In Australia, the benchmark S&P ASX 200 fell by 0.74% to 6,392.10 points, with almost all sectors colored in red.

Meanwhile, the mood of the Chinese markets was also dazzled, with the mainland benchmark Shanghai Composite shrinking by 0.31% to 2,905.81 points, while the Shenzhen Component wiped out 0.74% to 8,943.35 points. Shenzhen Composite also fell by 0.6% to 1,532.03 points.

In Hong Kong, the benchmark Hang Seng fell by 0.44% to 27,114.88 points.

South Korean index Kospi was among the best performers today adding 0.77% to 2,038.80 points, with Samsung Electronics’s stock up by 1.8%.
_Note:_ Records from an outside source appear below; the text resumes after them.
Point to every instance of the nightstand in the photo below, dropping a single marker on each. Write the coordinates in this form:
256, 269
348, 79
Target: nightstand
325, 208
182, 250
The investors continue to monitor the trade tensions between the US and China. Both countries exchanged threats to each other and things are getting quite serious, which is the reason why the markets respond so negatively.

Against this background, Beijing authorities have threatened to restrict US access to rare earth minerals and metal, which are key to the US industry, whose main supplier is China.

European stocks mid-session recap

European stocks rose Thursday and bond yields bounced higher, providing a sense of relief after several jittery days in markets over fears of a slowing global economy.

In Europe, the Stoxx Europe 600 was up 0.42% to 372.08 points, trimming some of the losses it suffered Wednesday.

German index DAX 30 edged higher by 53.11 points, or 0.45%, to 11,890.92 points at 11:00 GMT. The stocks of carmakers started the session with a sharp rise, but later the trade worrier prevailed and changed the trend into the red. The shares of Volkswagen and Daimler are trading down by 0.5% each. The shares of BASF are up by 0.22%.

DAX 30

French index CAC 40 is trading with an increase of 0.33% to 5,239.43 points. Renault and Fiat Chrysler want to join forces and create one of the largest car companies in the world, but the French Government wants a guarantee that no jobs will be cut in any merger. The shares of Peugeot and Renault are the biggest losers today, edging lower by 1.3% each, while Airbus added 0.3%.

British blue-chip index FTSE 100 added 0.45% to 7,217.83 points at mid-session trading. Tesco PLC was failing to participate in the advance, sliding 0.5% after Deutsche Bank slightly lowered its earnings per share estimates for the heavyweight of the supermarket sector. Among the mid-caps, bus and trains outfit FirstGroup got the thumbs-up for its results statement and strategic reboot.

Wall Street pre-session recap

The US stock index futures were slightly higher Thursday morning as the rapid decline in bond yields stabilized, easing concerns about a recession.

The protracted trade dispute between China and the US still weighed on markets. A senior Chinese diplomat ramped up the rhetoric overnight. Also, China has halted soy purchases from the US.

At around 7:03 a.m. ET, Dow futures indicated a positive open of more than 20 points. Futures of S&P and Nasdaq were both seen slightly higher.

Investors are likely to closely monitor a flurry of economic data on Thursday. The latest weekly jobless claims and the second reading of gross domestic product data are both due at around 8:30 a.m. ET. Advance economic indicators and pending home sales for April are set for release slightly later in the session.